Proposed FCRHA Refinancing and/or Subordination Policy

The following policy is proposed to apply to the refinancing and/or subordination of loans made by the FCRHA:

  • No cross-collateralization or cross-default among the FCRHA financed properties will be considered. This requirement will ensure that in case of default on a property, the superior lender can foreclose only on the property in question, and will not be able to foreclose on any other property within the portfolio, which may have a higher appraised value, in order to get reimbursed on the superior mortgage. This applies to the refinancing of loans which are not cross collateralized or cross defaulted.

  • No cash out refinancing from the FCRHA financed properties will be permitted. This requirement will ensure that the affordable properties are not over leveraged and continue to serve the population these properties were intended to serve. Moreover, this requirement will make sure that the FCRHA’s equity share is not put at risk.

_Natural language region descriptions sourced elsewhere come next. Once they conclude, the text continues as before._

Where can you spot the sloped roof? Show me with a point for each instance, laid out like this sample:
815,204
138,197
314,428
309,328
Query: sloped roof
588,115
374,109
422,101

  • A minimum Debt Coverage Ratio of 1.0 shall be required. This requirement will ensure that property has sufficient revenue to meet the operating expenses and pay the debt on the must-pay loans.

  • Loan-to-Value shall not exceed 100 percent of the appraised value of the property, based on the appraisal ordered by the first mortgage lender or HCD. This requirement will ensure that the property is not burdened with any more debt than it can support and the FCRHA’s interest is not at a risk.

  • Fixed interest rate, fully amortizing mortgages with no balloon payment(s) will be the preferred refinancing vehicle. This requirement will ensure that the debt service expense is predictable and the borrower is able to budget this expense while planning their future budgets.

  • Funding of “FCRHA Reserve Account” to backstop balloon payments, if any, shall be required. In the event the original first trust loan has a balloon payment this requirement will ensure that the borrower has funds available to be used at the time of refinancing of the balloon payment. Since banks have adopted strict credit requirements, such a reserve will assist the borrower as a leverage at the time of refinancing. Consideration of changing from an amortizing loan to a balloon payment as part of refinancing will only be given if a sufficient reserve account is available.

  • Any other factors as deemed necessary after review and evaluation by the Department of Housing and Community Development’s Loan Underwriting Committee and approved by the FCRHA.

  • Changes in terms beyond a change in the interest rate must be approved by the FCRHA.

  • Exceptions to the policy must be approved by the FCRHA.